ConPoSe: LLM-Guided Contact Point Selection for Scalable Cooperative Object Pushing
Noah Steinkrüger, Nisarga Nilavadi, Wolfram Burgard, Tanja Katharina Kaiser
TL;DR
This paper tackles scalable cooperative object pushing by multiple nonholonomic robots with limited object knowledge. It introduces ConPoSe, an LLM-guided local search framework that selects contact points by prompting an LLM about the target pushing direction and refining the result through neighborhood search. The approach achieves strong time scalability and high success rates across various object shapes and robot counts in simulation, outperforming a purely LLM-based method and matching or exceeding analytical baselines in many settings. A key finding is that contact-point switching is the main bottleneck, guiding future work toward more robust switching strategies and real-world validation.
Abstract
Object transportation in cluttered environments is a fundamental task in various domains, including domestic service and warehouse logistics. In cooperative object transport, multiple robots must coordinate to move objects that are too large for a single robot. One transport strategy is pushing, which only requires simple robots. However, careful selection of robot-object contact points is necessary to push the object along a preplanned path. Although this selection can be solved analytically, the solution space grows combinatorially with the number of robots and object size, limiting scalability.

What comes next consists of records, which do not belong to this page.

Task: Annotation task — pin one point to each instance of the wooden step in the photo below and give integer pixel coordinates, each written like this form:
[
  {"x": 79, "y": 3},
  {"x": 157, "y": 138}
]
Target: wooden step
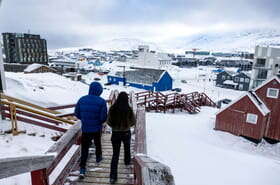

Inspired by how humans rely on common-sense reasoning for cooperative transport, we propose combining the reasoning capabilities of Large Language Models with local search to select suitable contact points. Our LLM-guided local search method for contact point selection, ConPoSe, successfully selects contact points for a variety of shapes, including cuboids, cylinders, and T-shapes. We demonstrate that ConPoSe scales better with the number of robots and object size than the analytical approach, and also outperforms pure LLM-based selection.